Quatre jours après cet événement marquant, l’ensemble des dirigeants du groupe de santé privé Inicea se retrouvent en séminaire au château de Ronqueux, dans les Yvelines. Dans sa présentation, dont Mediapart a pu consulter le récapitulatif, le directeur des ressources humaines, Pascal Delord, reconnaît « une quasi-absence de politique de prévention des risques professionnels » au sein du groupe.

Le drame est passé sous silence, la presse ne s’en fait pas l’écho. Un inspecteur de la caisse d’assurance retraite et de la santé au travail (Carsat), chargée de la prévention des risques professionnels, se déplace sur les lieux.
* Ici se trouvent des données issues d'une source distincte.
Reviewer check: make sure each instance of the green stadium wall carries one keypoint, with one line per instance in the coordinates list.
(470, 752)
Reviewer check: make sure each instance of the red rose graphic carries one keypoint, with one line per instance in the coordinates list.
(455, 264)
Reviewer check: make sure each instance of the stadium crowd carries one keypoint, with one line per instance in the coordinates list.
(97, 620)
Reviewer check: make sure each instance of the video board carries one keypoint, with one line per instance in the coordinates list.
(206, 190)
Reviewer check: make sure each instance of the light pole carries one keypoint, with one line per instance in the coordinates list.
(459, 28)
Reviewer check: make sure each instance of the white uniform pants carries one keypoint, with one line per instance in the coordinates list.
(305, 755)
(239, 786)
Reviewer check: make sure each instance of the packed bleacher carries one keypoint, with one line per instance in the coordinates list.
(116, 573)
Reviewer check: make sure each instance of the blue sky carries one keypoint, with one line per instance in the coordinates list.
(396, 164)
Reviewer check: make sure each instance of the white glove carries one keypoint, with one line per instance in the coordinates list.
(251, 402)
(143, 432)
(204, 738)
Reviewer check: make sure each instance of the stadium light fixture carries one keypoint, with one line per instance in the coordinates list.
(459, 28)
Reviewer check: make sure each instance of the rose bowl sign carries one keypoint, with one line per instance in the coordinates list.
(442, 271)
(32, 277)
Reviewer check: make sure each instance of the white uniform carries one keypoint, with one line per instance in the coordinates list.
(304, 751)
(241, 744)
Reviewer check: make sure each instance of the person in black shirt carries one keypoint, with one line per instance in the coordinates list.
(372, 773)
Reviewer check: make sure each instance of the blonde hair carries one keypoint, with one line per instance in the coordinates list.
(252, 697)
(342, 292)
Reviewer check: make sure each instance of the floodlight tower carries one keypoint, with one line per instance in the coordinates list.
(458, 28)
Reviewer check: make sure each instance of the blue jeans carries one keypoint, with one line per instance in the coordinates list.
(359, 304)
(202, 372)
L’inspection du travail fait un signalement au procureur de la République, l’informant de « l’absence de mise en œuvre des mesures nécessaires pour protéger la santé physique et mentale de cette salariée exposée à une surcharge de travail ayant pu conduire à un épuisement professionnel ». Une enquête est ouverte pour mise en danger d’autrui et homicide involontaire. Elle est classée sans suite pour infraction insuffisamment caractérisée trois mois plus tard.

Ce décès intervient dans une période particulière pour le groupe. Inicea est alors en pleine mutation et veut devenir un acteur incontournable de la psychiatrie privée en France, et il y parviendra effectivement. Mais la concurrence est rude.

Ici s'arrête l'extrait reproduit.